MyPillow Finds New Resting Spot for Ads on Fox News

MyPillow, the direct-response sleep-support company led by entrepreneur Mike Lindell, has made a new bed for itself on Fox News Channel.

A national commercial for MyPillow was spotted on Fox News Thursday, roughly two months after the company disclosed that it had sought to pull all of its advertising from schedules on the Fox Corp.-backed cable-news outlet. The spot featured the founder and displayed a promo code for a package that contained five pillows that feature images from Bible stories, as well as a memoir — an offer he said was worth more than $200.

Both Fox and Lindell have reasons to get back together. MyPillow ads have supported much of Fox News Channel’s programming for years, including the network’s 8 p.m. hour hosted by Tucker Carlson, which has proven too contentious for some mainstream advertisers. Meanwhile, running ads on Fox News has lent MyPillow a degree of name recognition it may not have garnered elsewhere. A Fox News spokesperson was not able to offer immediate comment.

The two split in July after Fox News rebuked a proposed MyPillow ad that promoted baseless claims of fraud in the 2020 presidential election.

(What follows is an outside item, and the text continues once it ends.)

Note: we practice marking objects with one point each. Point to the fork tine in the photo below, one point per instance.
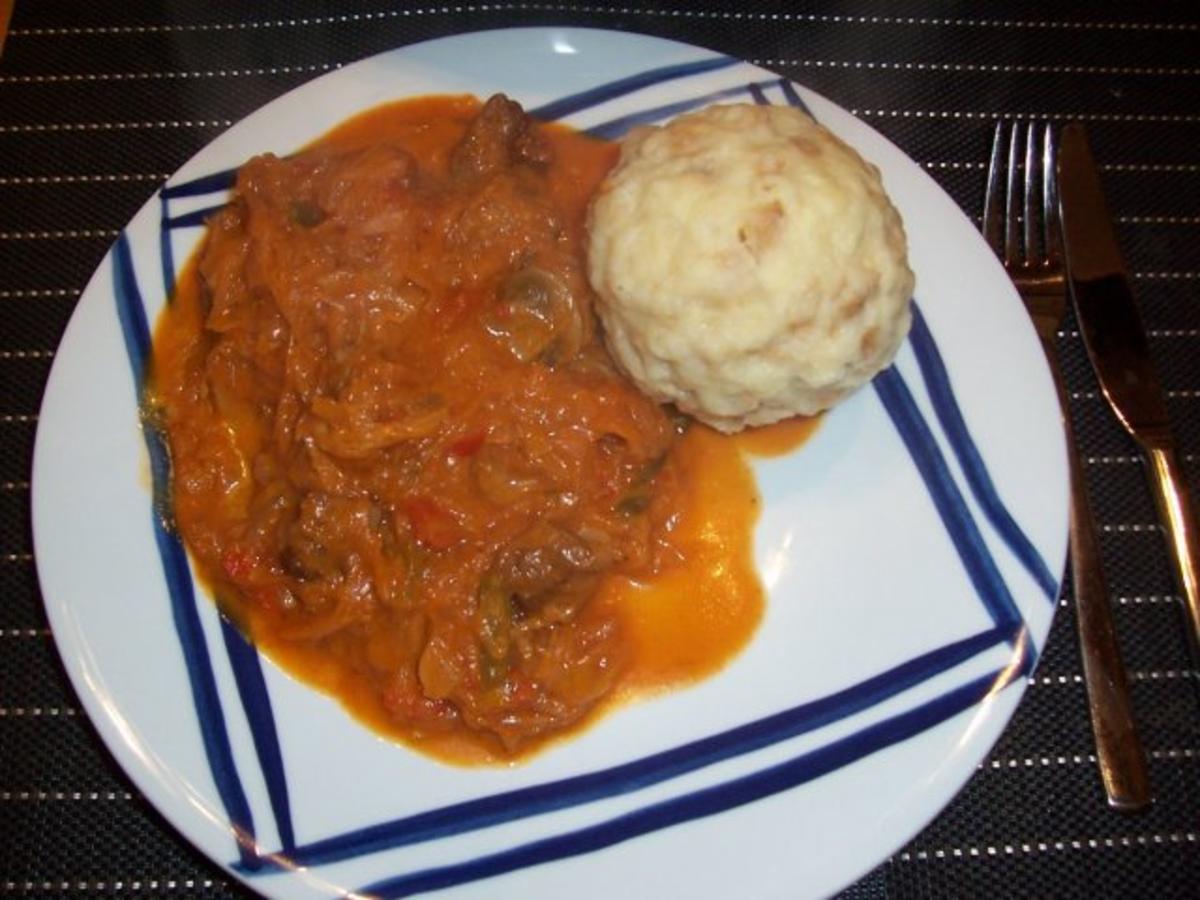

Lindell told The Wall Street Journal last week he expected to resume advertising on the network soon.

Lindell had told The Wall Street Journal that he wanted Fox News to run a commercial calling attention to a new “cyber symposium” that he intended to stream in August which he asserted would prove that former President Donald Trump did win the 2020 election. Those claims have been rejected by dozens of courts in the months since Election Day last November.

But Fox News has come under scrutiny for airing claims about voting fraud during the election. Both Smartmatic and Dominion Voting Systems, two voting technology companies, have filed mammoth defamation lawsuits against the Fox Corp. unit, alleging it made false claims about their  influence on the 2020 presidential election. Smartmatic is seeking $2.7 billion in its suit, while Dominion Voting Systems is seeking $1.6 billonFox News has sought to have both matters dismissed.

TV networks typically have a set of standards and practices to which commercials must adhere, and it is not unusual for a network to turn down an advertisement that makes claims about a rival product without presenting evidence, or spots that may be deemed offensive by viewers. NBCUniversal in 2018 said it would pull a commercial from the Trump campaign that ran during “Sunday Night Football” after it drew massive backlash on social media. The spot played up the purported threat of foreign migrants entering the United States.

The new MyPillow ads try only to sell pillows, not conspiracy theories — though Lindell does make reference to how he and his company have affected by “cancel culture,” without elaborating further.